For development (recommended):

git clone git@github.com:payalchandak/EveryQuery.git
cd EveryQuery
uv sync --group dev
cp .env.example .env # then edit paths for your machine

As a dependency:

# not yet on PyPI — installable from git for now:
pip install "git+https://github.com/payalchandak/EveryQuery.git@main"

Repository layout

Every production module lives under a submodule that reflects its role:

src/every_query/
├── preprocessing/      → EQ_process_data        (raw MEDS → tensorized cohort)
├── generate_tasks/     → EQ_generate_training_tasks + EQ_generate_evaluation_tasks (TaskQuerySchema parquets: scattered for PT, dense for eval)
├── train/              → EQ_train               (train the model)
├── predict/            → EQ_predict             (inference; consumes TaskQuerySchema, emits PredictionSchema)
│   └── external_tasks/                         (ACES + composite aggregation — currently `python -m` only;
│                                                  [#62](https://github.com/payalchandak/EveryQuery/issues/62) tracks promoting to console scripts, draft PR [#95](https://github.com/payalchandak/EveryQuery/pull/95))
├── evaluate/           → EQ_evaluate           (metrics on a PredictionSchema parquet)
├── model/              (shared: nn.Module + LightningModule)
├── data/               (shared: PyTorch Dataset + Batch types + TaskQuerySchema)
├── paper_experiments/  (research-only: ID/OOD splits, ablations, figure code)
│   └── sample_codes/   (query-code sampling for paper experiments; dataset-agnostic on #97)
└── utils/              (helpers: seeds, code slugs, env-var validation, model_loader)

Every submodule has its own README.md explaining what belongs there, its pipeline position, and the tracking issues for remaining work.

Console scripts

pip install exposes the CLIs below, all Hydra-configurable. Run any with --help or --cfg job to inspect the resolved config. The Tests column summarises the coverage that lands with each CLI on dev today — unit tests (fast, tests/test_<name>_logic.py or tests/test_<module>.py), CLI smoke tests (tests/test_cli_smoke.py, --help-exits-0), and end-to-end subprocess tests that run the real script against a fixture cohort.

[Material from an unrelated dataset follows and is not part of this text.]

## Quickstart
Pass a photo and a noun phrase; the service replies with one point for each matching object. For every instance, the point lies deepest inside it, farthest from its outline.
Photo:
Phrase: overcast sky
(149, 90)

Script Stage Purpose Tests
EQ_process_data preprocessing Orchestrate MEDS-transforms + meds-torch-data tensorization smoke; E2E via test_process_data.py + test_e2e_foundation.py
EQ_generate_training_tasks PT task labels Sample N tasks × M contexts (scattered (query, duration_days)), label via single-pass asof smoke; unit test_sample_tasks.py; E2E test_generate_tasks.py
EQ_generate_evaluation_tasks eval task labels Sample K prediction times per subject, cross-join with (codes × durations) grid for dense evaluation shape smoke; E2E test_generate_evaluation_tasks_cli.py
EQ_train training Train the ModernBERT encoder on the labeled tasks smoke; unit test_training.py; E2E test_train_cli.py + test_train.py; signal test tests/training_validity/ (slow)
EQ_predict inference Consume a TaskQuerySchema parquet dir + checkpoint, emit a PredictionSchema parquet (censor_prob, occurs_prob) smoke; E2E test_predict_cli.py (row-order preserved); exercised by tests/training_validity/ (slow)
EQ_evaluate metrics Consume a PredictionSchema parquet, write per-(query, duration_days) metrics (occurs_auroc, censor_auroc, etc.) smoke; E2E test_evaluate_cli.py; exercised by tests/training_validity/ (slow)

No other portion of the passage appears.